President Emeritus Edward Boling said while extremely unique, the current presidential selection process has some similarities to the process by which he was selected.
In 1970 The University of Tennessee was experiencing more dissension than it has ever known before or since, Boling said. At the same time, its most beloved president, Andy Holt, decided to retire.
"It was a difficult time," Boling said. "Everybody wanted change, but no one knew why."
Discontent with the Vietnam War among the student body led students to ask for an "outsider" and asked that Boling not be a candidate altogether. When Boling became president, Boling had already served as budget director for the state and said he was able to deal with the intense scrutiny of the students and faculty.
Like the current selection process, the UT community voiced a strong opinion of what they wanted from their next president when Boling was selected.
"It made me aware of what they wanted," said Boling. "When I became president, I set up structures that allowed me to talk to people and people to talk to me, and it was very successful. Had (the selection process) been closed completely, I would not have known exactly what to do."

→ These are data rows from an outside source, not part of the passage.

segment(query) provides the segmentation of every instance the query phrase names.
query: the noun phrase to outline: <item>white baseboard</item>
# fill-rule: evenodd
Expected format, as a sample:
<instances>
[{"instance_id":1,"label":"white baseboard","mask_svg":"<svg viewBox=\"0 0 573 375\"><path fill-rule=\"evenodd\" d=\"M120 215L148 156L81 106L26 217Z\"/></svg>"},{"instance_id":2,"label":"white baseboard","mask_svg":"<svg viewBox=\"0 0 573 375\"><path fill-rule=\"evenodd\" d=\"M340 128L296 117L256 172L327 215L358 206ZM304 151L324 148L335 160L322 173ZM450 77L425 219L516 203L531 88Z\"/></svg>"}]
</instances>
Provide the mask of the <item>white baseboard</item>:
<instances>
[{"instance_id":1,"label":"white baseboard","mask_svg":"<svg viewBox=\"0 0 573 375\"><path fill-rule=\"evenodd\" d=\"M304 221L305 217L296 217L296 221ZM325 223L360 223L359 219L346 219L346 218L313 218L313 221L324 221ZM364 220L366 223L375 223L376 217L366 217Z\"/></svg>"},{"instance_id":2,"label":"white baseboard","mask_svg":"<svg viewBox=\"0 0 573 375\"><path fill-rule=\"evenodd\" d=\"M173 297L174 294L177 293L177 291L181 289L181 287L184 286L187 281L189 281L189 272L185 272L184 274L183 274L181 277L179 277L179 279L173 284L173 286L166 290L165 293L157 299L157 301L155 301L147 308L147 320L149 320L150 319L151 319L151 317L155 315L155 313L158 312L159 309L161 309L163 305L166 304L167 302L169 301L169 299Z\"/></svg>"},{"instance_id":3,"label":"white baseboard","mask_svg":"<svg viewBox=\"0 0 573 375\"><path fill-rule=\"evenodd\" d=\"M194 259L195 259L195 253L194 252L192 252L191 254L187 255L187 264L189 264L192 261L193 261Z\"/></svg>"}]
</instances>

Boling did say that there was more privacy involved with his selection. The Board of Trustees met, voted, and hired in privacy. Boling described the current process as, "an effort to get all of the university involved with the hiring of the president."
"I believe some things should be kept in private," Boling said. "Everybody feels like they are in on the process. The new president will be forced to deal a lot of scrutiny because of the knowledge that everyone has about him. It will be important to remember that nobody is perfect."
Boling did express that he was pleasantly surprised with the way the current process has gone, and that he felt the Presidential Search Committee has done an excellent job finding a new president.